A board in 2017 displays the exchange rate for Mexican peso and U.S. dollars at a foreign exchange house in Mexico City. File photo/Reuters via Facebook

Mérida, Yucatán — Election-related volatility could bring a return of the 20-dollar peso, predicted the local president of the National Chamber of the Industry of Transformation, Juan Manuel Ponce Diaz.

The dollar reached a price of 19.25 pesos in what was the worst fall of the Mexican peso since Donald Trump won the U.S. presidential election in November 2016.

Mexico’s peso is suddenly the worst performing major currency as investors begin to accept that the next president is likely to be Andres Manuel Lopez Obrador, the populist firebrand they feared, Bloomberg and other financial media report.

Sunday’s debate lacked substance and was met with ridicule and farcical memes from the public, complained Ponce Díaz.

“Unfortunately people are distracted by the elections and do not focus on seeing the major problems of the country resolved,” said Ponce Díaz in Diario de Yucatán. “Fortunately, in Yucatán we would not have such a large impact compared to other states in the north because our economic dependence is not much like theirs, but we must prepare to open a market in other countries because there will be some damage to them as Trump has to show to his electorate that he achieved some advantages. ”
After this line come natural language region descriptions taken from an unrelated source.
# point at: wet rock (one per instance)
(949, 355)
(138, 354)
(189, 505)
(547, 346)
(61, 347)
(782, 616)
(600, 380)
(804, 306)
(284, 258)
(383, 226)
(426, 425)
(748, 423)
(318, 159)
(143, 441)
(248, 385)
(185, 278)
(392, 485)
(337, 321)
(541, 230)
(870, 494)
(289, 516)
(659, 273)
Ponce Diaz predicted more volatility in the exchange rate until after the July 1 election.

“It can exceed 20 pesos a dollar, if it can and is dangerous for the economy,” he acknowledged. “If the population continues to feel insecure in economic and monetary policy because of what the candidate AMLO (Lopez Obrador) has proposed, the dollar may exceed 20 pesos this year.”

This comes after the peso posted the biggest global gains in the first quarter amid optimism the country would reach a favorable outcome in trade talks with the U.S. and Canada.

In the past two weeks, the peso has weakened from as high as 17.93 per USD to 19, where it landed this morning (Wednesday).

“Our calculations suggest that further weakness in the peso is very much likely,” readers of EconoTimes were advised.

In 2017, the peso at one point reached 22 per USD, which is what traders were told to target today.